Build an ancestor shrine in your home, so that everyone in your family can remember the dead.
Make sugar skulls, or calaveras, and coffins.
If your loved ones are buried nearby, visit their graves. Clean up the headstone if it's looking shoddy, and leave a small gift or token of your visit.
Prepare a special dinner for your family, and include a place setting for those who have died. You can either make it formal and serious, like the Dumb Supper, or joyous and fun - it's up to you. Decorate the dinner table with lots of candles and flowers.
Hold a ritual to honor your deceased ancestors. Make offerings if appropriate.
Divination
SchoolOfSeasons notes that the evening is an especially good time for divination:
Since the spirits are so close to us on this night, this is an excellent time for all forms of divination. You have more access to your personal underworld, your unconscious. Consult your favorite oracle — the tarot cards, the I Ching, a Ouija board, runes, tea leaves or a crystal ball. Request images of what you can become or what you will do in the new year.
There are many traditional forms of divination practiced on this night, most of them used to reveal the identity of your future spouse. If this is not something you need to know, ask for another vision.
The Jack O'Lantern
NewAge tells us where the Jack O'Lantern tradition originated from:
The tradition of face-carved pumpkin lanterns is thought to be derived from the Celts' placing of ancestors' skulls outside their doors at this time. Others see it as originating from using lanterns to ward off any evil spirits, which may be wandering through the thin veil into the living world on this All Hallows Eve.

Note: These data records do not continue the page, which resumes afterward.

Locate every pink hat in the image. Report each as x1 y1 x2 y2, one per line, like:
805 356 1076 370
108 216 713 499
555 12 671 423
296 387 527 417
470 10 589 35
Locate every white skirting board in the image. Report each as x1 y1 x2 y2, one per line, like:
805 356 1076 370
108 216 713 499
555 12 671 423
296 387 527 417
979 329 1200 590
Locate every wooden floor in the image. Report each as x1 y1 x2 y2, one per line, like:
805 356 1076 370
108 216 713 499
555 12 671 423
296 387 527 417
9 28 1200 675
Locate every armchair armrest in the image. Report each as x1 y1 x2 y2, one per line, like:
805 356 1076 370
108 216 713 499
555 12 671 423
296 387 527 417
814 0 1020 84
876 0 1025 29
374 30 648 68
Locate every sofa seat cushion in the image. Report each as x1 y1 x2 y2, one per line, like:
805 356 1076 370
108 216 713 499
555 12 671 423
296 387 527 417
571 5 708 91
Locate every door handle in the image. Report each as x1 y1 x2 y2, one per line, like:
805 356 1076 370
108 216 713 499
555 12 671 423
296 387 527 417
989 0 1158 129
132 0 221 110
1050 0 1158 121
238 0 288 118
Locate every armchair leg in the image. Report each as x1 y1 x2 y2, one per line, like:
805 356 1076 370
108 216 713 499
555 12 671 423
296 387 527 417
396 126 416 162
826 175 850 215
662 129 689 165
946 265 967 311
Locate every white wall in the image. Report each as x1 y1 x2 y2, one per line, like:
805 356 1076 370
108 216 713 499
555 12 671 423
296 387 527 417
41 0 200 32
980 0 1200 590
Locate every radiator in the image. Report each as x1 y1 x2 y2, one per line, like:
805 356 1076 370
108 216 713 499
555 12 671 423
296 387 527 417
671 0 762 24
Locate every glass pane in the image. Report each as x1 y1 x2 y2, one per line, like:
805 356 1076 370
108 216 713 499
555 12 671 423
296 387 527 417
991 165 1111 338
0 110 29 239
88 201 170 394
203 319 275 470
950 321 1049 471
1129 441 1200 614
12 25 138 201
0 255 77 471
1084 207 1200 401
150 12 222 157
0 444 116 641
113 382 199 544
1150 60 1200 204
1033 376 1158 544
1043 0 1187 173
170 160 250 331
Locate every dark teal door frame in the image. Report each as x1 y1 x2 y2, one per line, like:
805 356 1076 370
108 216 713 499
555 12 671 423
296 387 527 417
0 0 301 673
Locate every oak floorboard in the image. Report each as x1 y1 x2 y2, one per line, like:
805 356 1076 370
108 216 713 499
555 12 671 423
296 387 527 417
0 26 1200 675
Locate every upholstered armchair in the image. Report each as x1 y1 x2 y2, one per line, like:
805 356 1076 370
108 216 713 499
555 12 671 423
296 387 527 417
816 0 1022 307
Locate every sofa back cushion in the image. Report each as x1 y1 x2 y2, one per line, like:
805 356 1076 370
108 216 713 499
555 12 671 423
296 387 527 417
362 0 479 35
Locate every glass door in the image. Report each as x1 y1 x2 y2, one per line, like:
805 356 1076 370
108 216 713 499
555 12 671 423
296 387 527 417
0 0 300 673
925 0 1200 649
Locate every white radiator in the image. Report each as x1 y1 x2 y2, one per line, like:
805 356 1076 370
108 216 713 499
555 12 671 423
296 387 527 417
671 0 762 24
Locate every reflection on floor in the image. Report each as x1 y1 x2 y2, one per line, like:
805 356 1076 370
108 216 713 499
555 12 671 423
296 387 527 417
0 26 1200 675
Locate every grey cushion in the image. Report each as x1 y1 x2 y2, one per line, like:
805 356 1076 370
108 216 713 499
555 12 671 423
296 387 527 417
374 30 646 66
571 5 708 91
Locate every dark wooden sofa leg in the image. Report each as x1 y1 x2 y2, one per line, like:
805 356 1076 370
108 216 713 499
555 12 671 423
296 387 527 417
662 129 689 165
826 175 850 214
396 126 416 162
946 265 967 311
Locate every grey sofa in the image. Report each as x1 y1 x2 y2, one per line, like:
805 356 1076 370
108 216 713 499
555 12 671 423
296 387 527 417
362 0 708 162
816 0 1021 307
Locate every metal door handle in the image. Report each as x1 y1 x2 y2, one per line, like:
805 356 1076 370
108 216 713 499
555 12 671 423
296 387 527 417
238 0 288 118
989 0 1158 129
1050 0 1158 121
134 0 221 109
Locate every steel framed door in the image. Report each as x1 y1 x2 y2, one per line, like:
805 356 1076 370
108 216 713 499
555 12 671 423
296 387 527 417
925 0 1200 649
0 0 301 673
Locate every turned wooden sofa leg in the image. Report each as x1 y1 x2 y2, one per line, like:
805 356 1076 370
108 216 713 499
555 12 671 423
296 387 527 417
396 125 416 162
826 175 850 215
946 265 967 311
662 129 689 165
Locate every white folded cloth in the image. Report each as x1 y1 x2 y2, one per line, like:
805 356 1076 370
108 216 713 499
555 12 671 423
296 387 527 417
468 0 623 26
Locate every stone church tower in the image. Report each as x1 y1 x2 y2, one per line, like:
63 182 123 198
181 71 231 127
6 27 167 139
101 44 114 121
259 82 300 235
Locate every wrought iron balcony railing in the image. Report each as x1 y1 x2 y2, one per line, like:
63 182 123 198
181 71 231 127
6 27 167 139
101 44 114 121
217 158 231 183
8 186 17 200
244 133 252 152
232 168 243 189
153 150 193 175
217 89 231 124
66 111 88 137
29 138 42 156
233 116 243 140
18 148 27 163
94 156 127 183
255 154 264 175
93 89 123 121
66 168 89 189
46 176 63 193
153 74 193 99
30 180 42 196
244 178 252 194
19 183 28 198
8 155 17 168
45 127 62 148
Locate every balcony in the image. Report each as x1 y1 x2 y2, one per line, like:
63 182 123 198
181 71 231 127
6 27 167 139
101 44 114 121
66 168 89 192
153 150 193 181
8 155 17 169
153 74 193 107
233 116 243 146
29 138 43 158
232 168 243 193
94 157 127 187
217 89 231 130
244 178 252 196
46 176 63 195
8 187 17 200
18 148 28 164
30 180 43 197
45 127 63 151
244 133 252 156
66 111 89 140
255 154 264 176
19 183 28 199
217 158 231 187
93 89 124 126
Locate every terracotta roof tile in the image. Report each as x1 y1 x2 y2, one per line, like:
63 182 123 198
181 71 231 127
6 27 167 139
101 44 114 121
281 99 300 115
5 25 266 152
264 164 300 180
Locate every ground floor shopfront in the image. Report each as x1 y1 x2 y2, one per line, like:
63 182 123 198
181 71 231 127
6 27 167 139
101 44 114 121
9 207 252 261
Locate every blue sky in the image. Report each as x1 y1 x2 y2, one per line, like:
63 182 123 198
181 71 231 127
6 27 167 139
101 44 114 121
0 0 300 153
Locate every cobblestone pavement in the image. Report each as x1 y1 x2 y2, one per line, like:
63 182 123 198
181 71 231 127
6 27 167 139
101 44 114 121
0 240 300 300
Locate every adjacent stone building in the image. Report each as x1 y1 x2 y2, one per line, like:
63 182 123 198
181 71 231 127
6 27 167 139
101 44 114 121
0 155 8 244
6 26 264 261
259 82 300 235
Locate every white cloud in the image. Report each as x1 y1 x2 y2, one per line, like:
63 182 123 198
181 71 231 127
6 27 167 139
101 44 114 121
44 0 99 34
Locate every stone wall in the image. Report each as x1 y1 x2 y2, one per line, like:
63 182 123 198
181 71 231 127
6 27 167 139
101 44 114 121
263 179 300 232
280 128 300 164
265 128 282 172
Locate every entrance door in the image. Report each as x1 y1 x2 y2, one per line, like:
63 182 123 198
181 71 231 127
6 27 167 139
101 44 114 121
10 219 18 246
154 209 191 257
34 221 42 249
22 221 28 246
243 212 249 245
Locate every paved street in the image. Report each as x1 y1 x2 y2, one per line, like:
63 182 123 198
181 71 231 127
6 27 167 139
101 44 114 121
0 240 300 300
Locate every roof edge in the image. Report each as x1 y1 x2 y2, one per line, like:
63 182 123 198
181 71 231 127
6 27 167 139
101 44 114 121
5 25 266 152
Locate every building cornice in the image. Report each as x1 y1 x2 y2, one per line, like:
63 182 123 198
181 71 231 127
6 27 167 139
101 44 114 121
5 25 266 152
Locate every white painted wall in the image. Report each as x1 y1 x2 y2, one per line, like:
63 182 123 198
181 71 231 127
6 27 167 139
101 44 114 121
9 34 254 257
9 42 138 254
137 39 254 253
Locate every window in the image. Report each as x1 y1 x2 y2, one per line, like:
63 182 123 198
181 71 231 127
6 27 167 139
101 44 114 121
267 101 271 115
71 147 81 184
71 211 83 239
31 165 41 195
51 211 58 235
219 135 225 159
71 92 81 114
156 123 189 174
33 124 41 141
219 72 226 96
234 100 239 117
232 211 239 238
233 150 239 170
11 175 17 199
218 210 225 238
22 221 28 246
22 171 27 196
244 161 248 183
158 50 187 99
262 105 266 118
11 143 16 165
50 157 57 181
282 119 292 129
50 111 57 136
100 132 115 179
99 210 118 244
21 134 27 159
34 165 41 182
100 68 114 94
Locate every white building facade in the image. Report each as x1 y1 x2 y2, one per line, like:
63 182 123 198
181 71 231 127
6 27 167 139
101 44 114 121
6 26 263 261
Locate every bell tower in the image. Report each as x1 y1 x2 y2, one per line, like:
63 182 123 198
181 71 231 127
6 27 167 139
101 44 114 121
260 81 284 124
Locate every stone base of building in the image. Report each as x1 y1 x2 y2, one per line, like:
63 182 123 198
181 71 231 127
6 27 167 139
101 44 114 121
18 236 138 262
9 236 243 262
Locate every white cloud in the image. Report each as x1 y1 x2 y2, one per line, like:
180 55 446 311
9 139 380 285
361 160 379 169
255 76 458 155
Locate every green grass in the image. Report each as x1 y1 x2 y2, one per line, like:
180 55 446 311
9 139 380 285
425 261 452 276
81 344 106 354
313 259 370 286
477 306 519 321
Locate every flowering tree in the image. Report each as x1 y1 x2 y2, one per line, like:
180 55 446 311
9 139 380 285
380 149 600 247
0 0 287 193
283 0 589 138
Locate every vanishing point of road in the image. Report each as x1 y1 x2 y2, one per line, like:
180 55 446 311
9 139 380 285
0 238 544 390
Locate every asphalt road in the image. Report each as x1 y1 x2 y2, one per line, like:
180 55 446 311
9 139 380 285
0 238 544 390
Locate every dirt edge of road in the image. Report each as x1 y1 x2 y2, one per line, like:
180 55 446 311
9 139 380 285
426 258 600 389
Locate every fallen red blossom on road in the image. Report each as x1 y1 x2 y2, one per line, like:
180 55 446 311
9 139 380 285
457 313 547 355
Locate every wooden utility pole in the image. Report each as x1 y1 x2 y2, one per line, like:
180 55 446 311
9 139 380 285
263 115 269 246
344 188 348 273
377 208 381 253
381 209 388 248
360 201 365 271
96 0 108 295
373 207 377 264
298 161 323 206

The lit pumpkins also symbolise that in the darkness of winter the light continues within the seeds, tubers and bulbs dormant under the earth - they are still full of life and glowing like the candles within the pumpkins.
The name Jack O'Lantern derives from an old Irish tale of a villain who after he died could not enter heaven or hell - a damned soul. So he was condemned to wander the land with only a candle to see his way (some say it was a hot ember from the devil), which he placed inside a gouged out vegetable to act as a lantern. Others believe Jack-O-Lantern was a mischievous spirit who carried a light at night and lures night travellers into bogs or marshes, which were the dwelling places of fairies.